Stil ist aber nicht nur angemessene Kleidung zu einem bestimmten Ereignis:
  • Stil bedeutet, nicht stundenlang an seinem Smartphone herumzutippeln, während andere dabei sind. 
  • Stil bedeutet, sich auch mal ohne "Ey! Alter! Sachma! Boah!" oder "Leck mich am Arsch" ausdrücken zu können 
  • Stil bedeutet, nicht einfach dazwischen zu platzen, wenn man telefoniert. Hier muss ich kurz unterbrechen. Denn auch hierzu habe ich ein hervorragendes Beispiel. Ich arbeite in einem Großraumbüro und es ist nicht zu glauben, aber wahr, hier gibt es auch Telefone. Natürlich bemüht man sich, leise zu reden, um andere nicht zu stören. Aber eigentlich ist das Gespräch doch für andere vernehmbar. Das hat mein Chef sich zunutze gemacht und so selten er mir was zu sagen hatte, so häufig fing er Gespräche an, sobald ich am Telefon war. Nun darf man sich nicht vorstellen, dass er neben mir stand und ins linke Ohr gesprochen hat. Die Mühe war es ihm nicht wert und so rief er mir aus der anderen Ecke des Büros fröhlich seine Kommentare zu. DAS IST NICHT STILVOLL! 
  • Stil bedeutet eigentlich auch, sich sonntags chic zu machen und spazieren zu gehen. Allerdings bin ich in dieser Hinsicht sehr froh über den ausgestorbenen Sonntagsstil.

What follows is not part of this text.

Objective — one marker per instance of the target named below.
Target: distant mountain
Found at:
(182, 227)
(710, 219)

Das war mir dann doch zu viel des Guten. 
  • Stil bedeutet, manchmal herausgeputzt und mit strahlenden Augen eine Veranstaltung beizuwohnen, auf die man sich schon eine ganze Weile gefreut hat. 

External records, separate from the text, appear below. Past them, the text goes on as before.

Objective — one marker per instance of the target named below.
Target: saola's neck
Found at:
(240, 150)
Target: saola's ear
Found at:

  • Stil bedeutet, sich kurzzeitig mal ein wenig Luxus zu gönnen und ihn zu genießen. Und das bedeutet nicht den Kellner anzupöbeln mit den Worten "Herr Ober, da schwimmt was in meinem Sekt" mit der Erwiderung "Das ist Blattgold ... in Ihrem CHAMPAGNER!"
  • Stil ist auch Benehmen, Respekt den Mitmenschen gegenüber. Ein bisschen Knigge tut keinem weh!

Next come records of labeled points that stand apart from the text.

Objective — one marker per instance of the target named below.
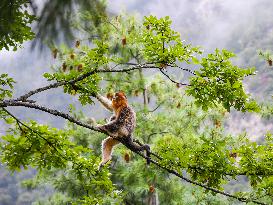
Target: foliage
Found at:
(15, 21)
(127, 56)
(218, 81)
(6, 86)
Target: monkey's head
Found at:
(119, 100)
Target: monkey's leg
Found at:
(106, 149)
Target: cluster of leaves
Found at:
(266, 55)
(15, 21)
(219, 81)
(44, 148)
(80, 61)
(6, 86)
(163, 45)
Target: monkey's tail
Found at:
(137, 146)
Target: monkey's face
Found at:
(118, 100)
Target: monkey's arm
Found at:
(105, 102)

Und Stil bedeutet nicht, dass man reich sein muss, um stilvoll zu sein. Denn es handelt sich glücklicherweise um eine Eigenschaft, die man nicht unbedingt käuflich erwerben kann. Man kann den Leuten die Auffassung "Es war teuer, ich kann es mir leisten und habe damit jetzt Stil" ansehen. Da stehen sie. In einem Zebramantel oder Pandaschuhen oder Gott weiß was für einem unnötigen und ausgefallenen Zeug. Aufgespritzten Lippen, gelifteten Gesichtern, gerichtetem Kinn, gestrafften Brüsten, verlängerten Beinen, gebotoxter Stirn, angelegten Ohren und gekürzten Näschen. Ja, man übersieht sie nicht. Nur sind sie nicht stilvoll. Allenfalls bedauernswert. Nicht annähernd können diese Leute  Roger Moore oder Katherine Hepburn das Wasser reichen.

Filme aus den 60er Jahren sind überfüllt mit Charme und Eleganz. Die Frau stand in einem hübschen Kleid und Pumps vor dem Herd, der Mann rauchte seine Zigarre/Pfeife und hatte Mut zum Hut. Nicht wie heute, einer Zeit, wo sich nach einem langen Arbeitstag die Jogginghose angezogen und die Flimmerkiste angeworfen wird. Allerdings war das Weltbild auch ein anderes und Frauen gehören eben nicht mehr nur allein hinter den Herd und Männer sind auch nicht mehr die Alleinverdiener. In diesem Fall: ein klares Plus für die heutige Zeit. Aber es geht ja hier auch gar nicht um die Emanzipation. Sondern um die stets präsente Eleganz, die heute durch das Legere und Coole in den Hintergrund gerückt ist.

Wie schön wäre doch ein stilvoller Mix aus beidem - mal locker und cool, mal elegant und chic.


In diesem Sinne: ein stilvolles Wochenende!